1. So Staci, tell us about yourself.
I’m a lover of the land, and am an ardent learner and traveler. I have a formal studies in earth sciences, education, architecture, landscape architecture and horticulture. I have amazing memories from growing up in different areas of the United States; playing in creeks in Virginia, swimming in the California oceans, spending summers with my grandparents finding fossils and picking blackberries in Northern Arizona. These experiences and memories propel my work as a designer, educator and mom. I’m also very balanced in both my capacity for creative and pragmatic thinking. I’m inspired by natural and constructed spaces. I believe that people can harness incredible depths of well-being by accessing the powers of place and nature.
2. You have your own business, Insitu Design | Landscapes + Gardens. Tell us about it!
I create outdoor spaces for beauty, well-being, and play for residential and educational settings. Insitu means ”in place” and my purpose is to create outdoor spaces where people feel in place and at home. I design and manage small to large scale projects, as well as consult and design planting plans and palettes. While I have an ecological design approach, I also realize that everyone has a different style and way of making themselves feel at ease outdoors. A project is successful when a space reflects the users’ aesthetics and values. Not only do I really enjoy getting to know my clients in this way, but this approach encourages people to get outside. It’s a long-term, big picture perspective – if a family can easily extend their living space outdoors, there is a good chance that I’ve helped foster more well-being in their family dynamics, and encouraged a little more potential to appreciate and care for the natural environment.
3. How did you get involved with the Conservancy?

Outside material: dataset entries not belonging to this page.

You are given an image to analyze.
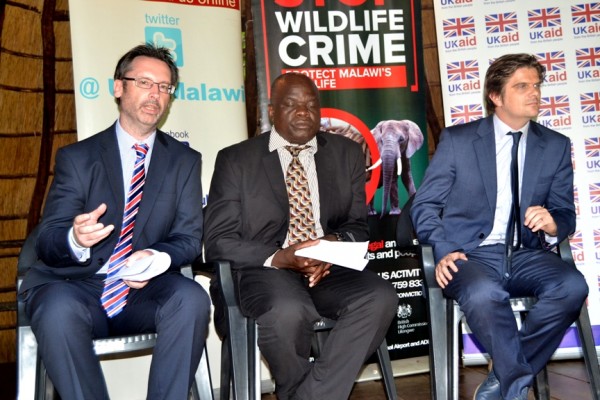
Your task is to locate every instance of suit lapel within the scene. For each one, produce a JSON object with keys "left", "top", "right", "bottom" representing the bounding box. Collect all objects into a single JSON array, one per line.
[
  {"left": 520, "top": 123, "right": 546, "bottom": 211},
  {"left": 262, "top": 135, "right": 289, "bottom": 210},
  {"left": 473, "top": 117, "right": 497, "bottom": 213},
  {"left": 100, "top": 127, "right": 125, "bottom": 219},
  {"left": 314, "top": 134, "right": 334, "bottom": 221}
]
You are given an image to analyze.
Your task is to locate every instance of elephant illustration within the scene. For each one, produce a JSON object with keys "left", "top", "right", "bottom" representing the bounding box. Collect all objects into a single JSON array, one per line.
[{"left": 369, "top": 119, "right": 424, "bottom": 215}]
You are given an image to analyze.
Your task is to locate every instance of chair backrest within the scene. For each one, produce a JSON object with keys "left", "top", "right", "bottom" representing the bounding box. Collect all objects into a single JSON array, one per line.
[
  {"left": 17, "top": 225, "right": 41, "bottom": 275},
  {"left": 396, "top": 194, "right": 418, "bottom": 248}
]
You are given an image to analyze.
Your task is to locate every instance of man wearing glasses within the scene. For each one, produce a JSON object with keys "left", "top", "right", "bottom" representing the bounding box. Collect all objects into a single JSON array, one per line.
[{"left": 19, "top": 43, "right": 210, "bottom": 400}]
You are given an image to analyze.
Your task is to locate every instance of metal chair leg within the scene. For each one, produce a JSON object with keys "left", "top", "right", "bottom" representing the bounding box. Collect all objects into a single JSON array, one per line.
[{"left": 376, "top": 339, "right": 398, "bottom": 400}]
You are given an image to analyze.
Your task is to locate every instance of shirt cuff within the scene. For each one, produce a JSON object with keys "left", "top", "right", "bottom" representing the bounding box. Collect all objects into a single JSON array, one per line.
[{"left": 68, "top": 227, "right": 90, "bottom": 262}]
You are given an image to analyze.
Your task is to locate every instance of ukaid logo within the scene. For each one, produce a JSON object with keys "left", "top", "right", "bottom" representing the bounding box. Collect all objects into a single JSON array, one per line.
[
  {"left": 449, "top": 104, "right": 482, "bottom": 125},
  {"left": 145, "top": 27, "right": 184, "bottom": 67},
  {"left": 446, "top": 59, "right": 480, "bottom": 95},
  {"left": 576, "top": 47, "right": 600, "bottom": 82},
  {"left": 485, "top": 12, "right": 519, "bottom": 47},
  {"left": 439, "top": 0, "right": 473, "bottom": 9},
  {"left": 585, "top": 137, "right": 600, "bottom": 171},
  {"left": 581, "top": 92, "right": 600, "bottom": 127},
  {"left": 570, "top": 231, "right": 585, "bottom": 264},
  {"left": 528, "top": 7, "right": 563, "bottom": 42},
  {"left": 442, "top": 16, "right": 477, "bottom": 51},
  {"left": 571, "top": 2, "right": 600, "bottom": 37},
  {"left": 538, "top": 95, "right": 572, "bottom": 129},
  {"left": 535, "top": 51, "right": 567, "bottom": 85}
]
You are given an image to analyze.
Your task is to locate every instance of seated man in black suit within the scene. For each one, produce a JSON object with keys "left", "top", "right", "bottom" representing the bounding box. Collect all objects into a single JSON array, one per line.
[{"left": 204, "top": 72, "right": 398, "bottom": 400}]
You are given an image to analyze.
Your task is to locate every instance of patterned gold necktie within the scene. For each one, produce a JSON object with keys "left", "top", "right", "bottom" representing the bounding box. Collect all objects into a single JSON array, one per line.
[{"left": 285, "top": 146, "right": 318, "bottom": 245}]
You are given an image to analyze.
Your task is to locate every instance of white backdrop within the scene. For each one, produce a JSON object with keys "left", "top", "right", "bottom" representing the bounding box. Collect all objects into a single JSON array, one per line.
[{"left": 433, "top": 0, "right": 600, "bottom": 363}]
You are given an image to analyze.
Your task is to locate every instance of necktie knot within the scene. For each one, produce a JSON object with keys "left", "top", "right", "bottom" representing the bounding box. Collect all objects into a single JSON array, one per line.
[
  {"left": 134, "top": 143, "right": 149, "bottom": 158},
  {"left": 507, "top": 131, "right": 522, "bottom": 143},
  {"left": 285, "top": 145, "right": 309, "bottom": 158}
]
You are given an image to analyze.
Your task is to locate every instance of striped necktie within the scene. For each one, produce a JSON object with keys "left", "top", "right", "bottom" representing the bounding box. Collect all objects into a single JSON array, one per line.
[
  {"left": 101, "top": 143, "right": 149, "bottom": 318},
  {"left": 285, "top": 145, "right": 318, "bottom": 245}
]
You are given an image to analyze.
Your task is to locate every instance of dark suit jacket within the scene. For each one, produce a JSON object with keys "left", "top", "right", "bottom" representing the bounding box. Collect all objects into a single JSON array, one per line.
[
  {"left": 20, "top": 124, "right": 204, "bottom": 294},
  {"left": 411, "top": 115, "right": 575, "bottom": 263},
  {"left": 204, "top": 131, "right": 369, "bottom": 269}
]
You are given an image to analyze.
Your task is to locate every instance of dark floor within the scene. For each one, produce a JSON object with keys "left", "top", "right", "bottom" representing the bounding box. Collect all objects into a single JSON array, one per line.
[
  {"left": 1, "top": 359, "right": 594, "bottom": 399},
  {"left": 264, "top": 360, "right": 594, "bottom": 400}
]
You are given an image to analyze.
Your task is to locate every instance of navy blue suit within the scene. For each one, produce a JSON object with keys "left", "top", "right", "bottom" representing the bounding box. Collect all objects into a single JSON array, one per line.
[
  {"left": 411, "top": 116, "right": 588, "bottom": 399},
  {"left": 20, "top": 125, "right": 210, "bottom": 400}
]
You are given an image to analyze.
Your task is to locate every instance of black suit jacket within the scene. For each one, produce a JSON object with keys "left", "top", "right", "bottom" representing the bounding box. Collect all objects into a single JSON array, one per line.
[
  {"left": 20, "top": 124, "right": 204, "bottom": 293},
  {"left": 204, "top": 131, "right": 369, "bottom": 269}
]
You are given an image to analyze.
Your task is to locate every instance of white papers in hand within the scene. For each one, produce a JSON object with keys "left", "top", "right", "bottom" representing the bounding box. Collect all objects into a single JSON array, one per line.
[
  {"left": 294, "top": 240, "right": 369, "bottom": 271},
  {"left": 105, "top": 252, "right": 171, "bottom": 283}
]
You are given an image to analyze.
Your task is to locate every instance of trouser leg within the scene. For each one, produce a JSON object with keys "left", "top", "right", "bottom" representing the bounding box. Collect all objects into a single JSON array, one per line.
[
  {"left": 111, "top": 273, "right": 211, "bottom": 400},
  {"left": 294, "top": 267, "right": 398, "bottom": 400},
  {"left": 25, "top": 277, "right": 110, "bottom": 400},
  {"left": 443, "top": 246, "right": 532, "bottom": 400},
  {"left": 237, "top": 268, "right": 319, "bottom": 400},
  {"left": 508, "top": 249, "right": 588, "bottom": 375}
]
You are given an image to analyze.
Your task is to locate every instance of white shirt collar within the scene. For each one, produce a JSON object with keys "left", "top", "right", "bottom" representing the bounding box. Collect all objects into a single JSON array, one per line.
[{"left": 268, "top": 127, "right": 318, "bottom": 153}]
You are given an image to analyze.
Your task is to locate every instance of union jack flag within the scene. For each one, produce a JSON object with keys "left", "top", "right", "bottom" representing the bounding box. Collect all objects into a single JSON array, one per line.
[
  {"left": 580, "top": 92, "right": 600, "bottom": 113},
  {"left": 528, "top": 7, "right": 562, "bottom": 28},
  {"left": 443, "top": 16, "right": 476, "bottom": 37},
  {"left": 539, "top": 96, "right": 570, "bottom": 116},
  {"left": 450, "top": 104, "right": 482, "bottom": 125},
  {"left": 574, "top": 184, "right": 579, "bottom": 204},
  {"left": 572, "top": 144, "right": 577, "bottom": 170},
  {"left": 585, "top": 137, "right": 600, "bottom": 157},
  {"left": 590, "top": 182, "right": 600, "bottom": 203},
  {"left": 570, "top": 231, "right": 584, "bottom": 251},
  {"left": 571, "top": 2, "right": 600, "bottom": 24},
  {"left": 447, "top": 60, "right": 479, "bottom": 81},
  {"left": 536, "top": 52, "right": 565, "bottom": 72},
  {"left": 485, "top": 12, "right": 518, "bottom": 33},
  {"left": 576, "top": 47, "right": 600, "bottom": 68},
  {"left": 594, "top": 229, "right": 600, "bottom": 248}
]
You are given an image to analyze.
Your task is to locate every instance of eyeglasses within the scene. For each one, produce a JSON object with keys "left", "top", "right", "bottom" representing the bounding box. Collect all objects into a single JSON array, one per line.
[{"left": 121, "top": 77, "right": 176, "bottom": 95}]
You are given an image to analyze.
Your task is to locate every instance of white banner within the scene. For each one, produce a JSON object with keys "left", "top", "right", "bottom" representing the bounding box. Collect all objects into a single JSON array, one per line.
[
  {"left": 69, "top": 0, "right": 248, "bottom": 205},
  {"left": 433, "top": 0, "right": 600, "bottom": 363}
]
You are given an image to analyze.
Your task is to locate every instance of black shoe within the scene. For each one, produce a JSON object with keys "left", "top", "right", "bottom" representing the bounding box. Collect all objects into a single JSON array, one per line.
[{"left": 473, "top": 370, "right": 501, "bottom": 400}]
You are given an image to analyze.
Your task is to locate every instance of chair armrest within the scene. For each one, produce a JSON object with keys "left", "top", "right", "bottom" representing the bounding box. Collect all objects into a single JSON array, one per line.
[
  {"left": 420, "top": 244, "right": 439, "bottom": 290},
  {"left": 557, "top": 237, "right": 575, "bottom": 266},
  {"left": 214, "top": 260, "right": 236, "bottom": 307}
]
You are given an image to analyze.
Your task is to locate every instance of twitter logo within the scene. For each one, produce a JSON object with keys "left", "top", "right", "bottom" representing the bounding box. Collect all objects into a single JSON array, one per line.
[{"left": 145, "top": 27, "right": 184, "bottom": 67}]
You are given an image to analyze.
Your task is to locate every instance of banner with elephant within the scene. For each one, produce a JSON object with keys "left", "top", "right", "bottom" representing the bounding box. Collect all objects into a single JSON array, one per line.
[{"left": 251, "top": 0, "right": 430, "bottom": 363}]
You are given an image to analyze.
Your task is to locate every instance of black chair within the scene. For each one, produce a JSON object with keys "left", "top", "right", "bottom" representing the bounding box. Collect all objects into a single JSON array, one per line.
[
  {"left": 211, "top": 259, "right": 399, "bottom": 400},
  {"left": 16, "top": 226, "right": 214, "bottom": 400},
  {"left": 420, "top": 238, "right": 600, "bottom": 400}
]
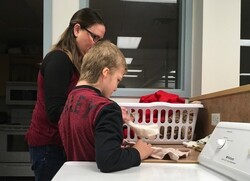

In 1995, I wrote a college thesis for an environmental science seminar about the rapid rate of land development in Lancaster County. I remember visiting Lancaster County as a young child, moving to the area in the late 80’s, and then returning during college breaks. It was really shocking to see what I perceived as unrestrained and thoughtless development. The Lancaster County Conservancy was an organization that really helped me understand the complexity of those issues and solutions. I later worked as a researcher for watershed restoration projects on Vancouver Island in British Columbia, and then as an investigator for a saltmarsh pollution project at the Woods Hole Oceanographic Institute in Massachusetts. On both of these projects, I got to know organizations (much like the Conservancy) that were putting research into every day practice. I appreciated these people and their inspired action, making the daily grind of lab and fieldwork worth it. Later, when I was a science and math teacher at The Janus School, I was involved in the Hourglass Foundation and the Lancaster County Conservancy was a partner in our county tours. Now, I appreciate that my kids have access to lovely natural areas, thanks to the Conservancy’s efforts.
4.You’re a generous donor to us, thank you! Why is it important to you to support the work of the Conservancy?
As a landscape designer, nature inspires my work. Without access to natural environments, my creativity, intuition, and inspiration are limited. As a scientist, I understand the role of biodiversity on a large and small scale – and that is a really important value to me. Lastly, as an educator at heart, by supporting the Conservancy, I am advocating the mission of preservation and education of Lancaster County’s natural environment, putting my money back into the ethics of stewardship.
5.And, you make several gifts each year in honor of your clients. What made you decide to structure your philanthropy that way?
I am incredibly grateful to my clients who support work that I love and help me realize my intention to make the world more beautiful. By honoring the Conservancy, I am honoring the root of our client-designer relationship, which is the connection between people and nature. I also hope that clients who are not aware of the good work of the Lancaster County Conservancy learn about your mission and vision.
6.If money were no object, what would you like to see the Conservancy accomplish in the next five years?
Of course, I would love to see more undeveloped land preserved. I would also really love to see a large scale community movement to transform areas of what I consider bad development, whether they are residential neighborhoods or commercial shopping areas, to models of well integrated natural and developed spaces. If such a change were to occur, I would like the Conservancy to assist with funding the maintenance of such areas. Can you imagine if an area like the Park City parking lot was redeveloped with an objective to be aesthetically attractive, manage storm water on site, highlight native trees and habitat, and draw people to a real “park-like” setting? I’d also love to see the Conservancy be a partner with municipalities to return vacated developed areas, largely commercial and public space, to naturalized areas. It would also be incredible if every school had a piece of its property co-managed by the Conservancy, not only to display native flora and fauna, but to promote the link between nature and cognitive advantage. I’m a bit of a visionary and understand that execution would take longer than 5 years, but the Conservancy’s next strategic plan could incorporate a paradigm of innovative land transformation as well as preservation.
7.Finally, do you have any fun facts or useful tips about the natural world you’ve learned through your work that the average gardener might not know?
Wow- that’s a good question. I take play seriously, and I think the natural world is a stage for all creatures’ playfulness. I incorporate whimsical, playful, and engaging elements in casual and formal spaces for all age users. I once read that a human being can neurologically not play and be anxious at the same time. I think that’s pretty powerful in these anxious and fearful times. So, my tip is to use the garden as a place to cultivate a playful state of mind!